Die AfD sollte eine Wagenknecht-Partei jedoch als mögliche Konkurrenz keineswegs unterschätzen. Ihr bietet sich durchaus eine Profilierungschance, aus der sie Schwung mitnehmen kann und die Bewegungsdynamik des noch recht losen Wagenknechts-Milieus in die eigene strategische Positionierung integrieren kann. Einen ersten klugen Ansatz liefert die Partei dazu im Hinblick auf die Aufstellung als „Friedenspartei“, womit womöglich einige programmatische AfD-Punkte zu den Themenkomplexen Bundeswehr und Sicherheitspolitik strapaziert werden, aber immer noch moderationsfähig bleiben.
Die AfD muss sich vor einer Wagenknecht-Partei jedenfalls nicht fürchten, wenn sie ihre zentralen Themenfelder konsistent zusammenhält und insbesondere bei der Schnittstelle von sozialer Gerechtigkeit und Migration keine Angriffsflächen oder Lücken für eine potentielle Wagenknecht-Partei hinterlässt.
Uwe Lay
Eine neu gegründete Partei unter Frau Wagenknechts Führung könnte zu einer Gefährdung der AfD werden, wenn dieser Partei es nicht gelingt, sozialpolitisch sich von ihrem Marktwirtschaftsliberalismus zu lösen. Zudem ist davon auszugehen, daß diese Partei als die Alternative zur AfD auch von den Medien unterstützt wird getreu der Maxime:Spalte und herrsche!

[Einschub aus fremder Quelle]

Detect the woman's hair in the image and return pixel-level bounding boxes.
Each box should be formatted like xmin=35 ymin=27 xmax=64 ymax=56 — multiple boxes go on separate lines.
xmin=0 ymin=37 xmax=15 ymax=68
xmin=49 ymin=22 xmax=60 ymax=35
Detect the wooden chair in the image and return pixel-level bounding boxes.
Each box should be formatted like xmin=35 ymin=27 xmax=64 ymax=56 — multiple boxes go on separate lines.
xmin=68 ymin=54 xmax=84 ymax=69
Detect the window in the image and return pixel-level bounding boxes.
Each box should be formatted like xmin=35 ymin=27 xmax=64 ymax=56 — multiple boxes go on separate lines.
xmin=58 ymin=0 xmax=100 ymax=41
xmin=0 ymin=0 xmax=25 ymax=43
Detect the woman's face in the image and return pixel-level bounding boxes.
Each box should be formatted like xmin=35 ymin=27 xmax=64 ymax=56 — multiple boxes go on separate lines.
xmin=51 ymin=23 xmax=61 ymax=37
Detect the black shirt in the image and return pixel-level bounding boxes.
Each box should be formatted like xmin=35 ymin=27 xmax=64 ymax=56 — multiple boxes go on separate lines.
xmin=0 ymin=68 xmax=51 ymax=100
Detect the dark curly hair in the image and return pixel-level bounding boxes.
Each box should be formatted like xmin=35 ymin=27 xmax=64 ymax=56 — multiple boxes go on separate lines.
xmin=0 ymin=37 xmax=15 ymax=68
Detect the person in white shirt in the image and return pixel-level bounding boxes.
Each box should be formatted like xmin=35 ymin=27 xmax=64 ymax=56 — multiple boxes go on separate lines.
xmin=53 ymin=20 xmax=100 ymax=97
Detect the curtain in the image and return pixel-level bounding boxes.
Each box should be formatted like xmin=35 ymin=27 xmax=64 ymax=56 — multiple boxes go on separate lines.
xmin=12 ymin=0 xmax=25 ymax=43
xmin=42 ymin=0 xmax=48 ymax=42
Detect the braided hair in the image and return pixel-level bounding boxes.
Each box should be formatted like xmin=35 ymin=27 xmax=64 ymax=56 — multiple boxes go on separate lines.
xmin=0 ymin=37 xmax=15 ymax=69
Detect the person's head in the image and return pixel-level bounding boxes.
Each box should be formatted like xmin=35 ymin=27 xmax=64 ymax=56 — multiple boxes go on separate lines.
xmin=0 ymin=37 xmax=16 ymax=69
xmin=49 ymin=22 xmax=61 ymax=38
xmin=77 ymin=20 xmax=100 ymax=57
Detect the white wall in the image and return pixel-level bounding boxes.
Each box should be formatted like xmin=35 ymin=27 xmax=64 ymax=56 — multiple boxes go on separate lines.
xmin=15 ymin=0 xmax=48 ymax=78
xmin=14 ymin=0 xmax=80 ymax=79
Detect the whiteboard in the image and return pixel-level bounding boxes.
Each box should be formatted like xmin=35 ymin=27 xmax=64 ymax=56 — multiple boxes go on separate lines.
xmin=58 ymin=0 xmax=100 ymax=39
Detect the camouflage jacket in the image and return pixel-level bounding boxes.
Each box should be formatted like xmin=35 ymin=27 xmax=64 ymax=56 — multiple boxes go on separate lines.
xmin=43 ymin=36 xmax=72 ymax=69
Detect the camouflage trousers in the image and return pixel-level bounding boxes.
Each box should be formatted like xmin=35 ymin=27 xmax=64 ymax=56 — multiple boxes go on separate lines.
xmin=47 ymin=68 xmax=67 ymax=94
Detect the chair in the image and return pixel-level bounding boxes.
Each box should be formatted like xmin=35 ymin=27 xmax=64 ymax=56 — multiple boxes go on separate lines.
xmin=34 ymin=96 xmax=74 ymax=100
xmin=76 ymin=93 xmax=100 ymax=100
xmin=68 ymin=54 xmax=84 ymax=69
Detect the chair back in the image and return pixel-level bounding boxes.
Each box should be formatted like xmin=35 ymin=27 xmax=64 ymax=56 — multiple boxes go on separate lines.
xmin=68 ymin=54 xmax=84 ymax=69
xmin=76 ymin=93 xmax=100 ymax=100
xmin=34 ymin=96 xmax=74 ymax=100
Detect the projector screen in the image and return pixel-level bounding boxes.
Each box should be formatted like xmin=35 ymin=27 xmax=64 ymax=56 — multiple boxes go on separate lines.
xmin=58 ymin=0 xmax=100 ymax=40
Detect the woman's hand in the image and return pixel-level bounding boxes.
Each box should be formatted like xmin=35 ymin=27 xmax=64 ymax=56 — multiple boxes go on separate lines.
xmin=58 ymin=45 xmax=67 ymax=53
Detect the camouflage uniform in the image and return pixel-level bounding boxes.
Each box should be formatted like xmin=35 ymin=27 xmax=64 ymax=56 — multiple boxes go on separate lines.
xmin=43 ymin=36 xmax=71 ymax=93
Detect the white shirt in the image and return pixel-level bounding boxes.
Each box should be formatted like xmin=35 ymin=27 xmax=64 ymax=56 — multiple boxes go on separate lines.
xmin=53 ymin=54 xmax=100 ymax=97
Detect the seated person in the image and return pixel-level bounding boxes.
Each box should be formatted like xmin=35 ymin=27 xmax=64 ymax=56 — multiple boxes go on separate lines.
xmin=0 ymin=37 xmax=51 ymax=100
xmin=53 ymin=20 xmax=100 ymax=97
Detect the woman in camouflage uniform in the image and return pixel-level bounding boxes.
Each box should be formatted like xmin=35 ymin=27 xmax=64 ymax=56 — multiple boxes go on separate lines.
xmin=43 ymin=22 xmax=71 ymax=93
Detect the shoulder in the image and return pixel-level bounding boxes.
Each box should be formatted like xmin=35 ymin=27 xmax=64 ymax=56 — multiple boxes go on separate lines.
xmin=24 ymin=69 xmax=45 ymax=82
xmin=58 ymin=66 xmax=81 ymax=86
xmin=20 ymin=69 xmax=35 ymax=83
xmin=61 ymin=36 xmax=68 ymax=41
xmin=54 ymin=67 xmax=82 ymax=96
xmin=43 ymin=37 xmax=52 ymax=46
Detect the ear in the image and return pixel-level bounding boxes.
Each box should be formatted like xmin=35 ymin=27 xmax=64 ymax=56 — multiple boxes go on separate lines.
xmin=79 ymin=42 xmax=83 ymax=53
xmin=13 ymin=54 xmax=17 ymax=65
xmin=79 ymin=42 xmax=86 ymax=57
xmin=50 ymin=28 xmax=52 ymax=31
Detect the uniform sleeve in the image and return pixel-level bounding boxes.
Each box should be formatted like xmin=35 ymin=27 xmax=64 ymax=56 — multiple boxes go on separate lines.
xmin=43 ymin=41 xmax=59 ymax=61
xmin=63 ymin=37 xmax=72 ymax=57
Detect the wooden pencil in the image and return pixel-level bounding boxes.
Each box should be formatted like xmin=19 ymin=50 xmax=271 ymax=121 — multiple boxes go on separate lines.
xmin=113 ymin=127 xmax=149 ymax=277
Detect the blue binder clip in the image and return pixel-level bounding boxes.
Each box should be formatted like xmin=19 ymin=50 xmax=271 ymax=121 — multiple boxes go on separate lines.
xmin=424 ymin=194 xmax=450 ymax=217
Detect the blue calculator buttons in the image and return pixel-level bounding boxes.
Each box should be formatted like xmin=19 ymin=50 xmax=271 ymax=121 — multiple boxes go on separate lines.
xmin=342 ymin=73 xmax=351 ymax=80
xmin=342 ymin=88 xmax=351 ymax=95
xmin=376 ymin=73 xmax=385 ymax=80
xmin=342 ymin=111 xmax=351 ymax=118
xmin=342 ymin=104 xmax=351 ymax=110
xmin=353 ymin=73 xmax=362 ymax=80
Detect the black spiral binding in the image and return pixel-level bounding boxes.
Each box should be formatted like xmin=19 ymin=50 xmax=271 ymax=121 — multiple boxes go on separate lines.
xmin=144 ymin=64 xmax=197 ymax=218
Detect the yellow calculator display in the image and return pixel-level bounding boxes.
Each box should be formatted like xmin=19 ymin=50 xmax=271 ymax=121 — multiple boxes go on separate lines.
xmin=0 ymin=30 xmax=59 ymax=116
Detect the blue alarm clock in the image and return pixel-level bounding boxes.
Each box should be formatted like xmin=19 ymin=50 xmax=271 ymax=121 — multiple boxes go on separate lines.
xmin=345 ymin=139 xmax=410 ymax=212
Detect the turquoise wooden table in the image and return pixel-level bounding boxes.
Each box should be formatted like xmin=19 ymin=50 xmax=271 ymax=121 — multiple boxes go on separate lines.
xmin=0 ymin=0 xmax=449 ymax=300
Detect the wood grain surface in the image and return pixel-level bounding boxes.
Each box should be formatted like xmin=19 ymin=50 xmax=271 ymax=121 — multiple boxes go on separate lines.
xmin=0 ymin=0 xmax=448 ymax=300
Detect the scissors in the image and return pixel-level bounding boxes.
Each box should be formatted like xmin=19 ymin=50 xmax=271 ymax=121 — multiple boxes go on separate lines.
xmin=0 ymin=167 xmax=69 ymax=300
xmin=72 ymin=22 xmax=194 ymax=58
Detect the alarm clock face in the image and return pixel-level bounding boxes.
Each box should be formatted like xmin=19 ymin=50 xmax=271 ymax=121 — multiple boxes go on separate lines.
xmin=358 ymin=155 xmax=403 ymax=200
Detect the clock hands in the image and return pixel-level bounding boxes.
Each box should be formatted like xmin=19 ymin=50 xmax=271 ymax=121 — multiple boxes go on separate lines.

Frau Wagenknecht verfügt zu dem über eine große Ausstrahlungskraft, sie kann so Menschen für sich gewinnen- eine solche Führungskraft fehlt der AfD.
Aber es ist auch zu fragen, ob es nicht eine Cooperation zwischen dieser Partei, wenn sie denn kommt,und der AfD geben könnte. Diese 2 Parteien hätten ja untereinander mehr Gemeinsamkeiten als mit allen anderen Parteien. Gelänge es, die Abgrenzeritis zu überwinden, könnten diese 2 viel erreichen.